A 76ª edição do Festival de Veneza começou nesta quarta-feira (28) em clima tenso. Não pelo filme de abertura, La Verité, do japonês Hirokazu Koreeda, recebido sem grande ânimo na primeira sessão, mas pela troca de farpas entre o diretor do evento, o italiano Alberto Barbera, e a presidente do júri oficial, a argentina Lucrecia Martel.
Na conversa com a imprensa realizada pela manhã, Martel foi indagada sobre sua opinião em ter que julgar um filme do cineasta Roman Polanski, J'Accuse, que compete ao Leão de Ouro, prêmio principal da mostra.
Houve muitas críticas à opção de Veneza por incluí-lo na disputa — em tempos de #MeToo, a carreira e o prestígio do cineasta franco-polonês vivem à sombra de um crime cometido em 1977, quando drogou e molestou sexualmente uma jovem de 13 anos nos Estados Unidos. Outras mulheres já o acusaram de abuso desde então, mas sem apresentarem provas.
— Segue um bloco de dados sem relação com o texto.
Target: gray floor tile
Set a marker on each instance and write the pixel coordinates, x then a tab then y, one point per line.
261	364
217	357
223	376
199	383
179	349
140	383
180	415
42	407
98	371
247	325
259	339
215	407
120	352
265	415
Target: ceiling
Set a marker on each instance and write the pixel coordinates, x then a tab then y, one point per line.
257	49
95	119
— Não separo um homem de sua obra. O que é interessante é justamente que, nela, transpareça o homem. A presença de Polanski na competição me incomodou, mas consultei escritoras e especialistas sobre o tema. No caso (do abuso sexual dos anos 1970), a vítima já considerou o caso encerrado — disse a argentina, referindo-se ao perdão oficial que Samantha Geimer deu ao cineasta, alguns anos após ele fugir dos EUA.
As autoridades norte-americanas, no entanto, ainda hoje consideram Polanski um foragido e o diretor não pode entrar naquele país, sob risco de ser imediatamente encarcerado.
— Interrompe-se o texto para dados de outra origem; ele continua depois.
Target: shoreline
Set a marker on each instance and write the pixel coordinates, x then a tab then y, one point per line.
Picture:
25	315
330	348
— Eu me solidarizo com o que ela (Samantha) sofreu. Vou ver o filme, mas não vou comparecer à sessão de gala. Não poderia aplaudi-lo de pé — disse a cineasta. — Mas me parece acertado que o filme esteja aqui. Em um lugar como este é que diálogos assim precisam acontecer — suavizou em seguida.
— Sou bem convicto de que é preciso fazer a distinção entre o homem e o crime — opinou Barbera, logo depois. — Grandes artistas também fizeram isso e, ainda assim, admiramos suas obras.
As cotas não trazem satisfação a nenhuma mulher, mas não há outra forma de fazer essa transição (a uma sociedade menos machista).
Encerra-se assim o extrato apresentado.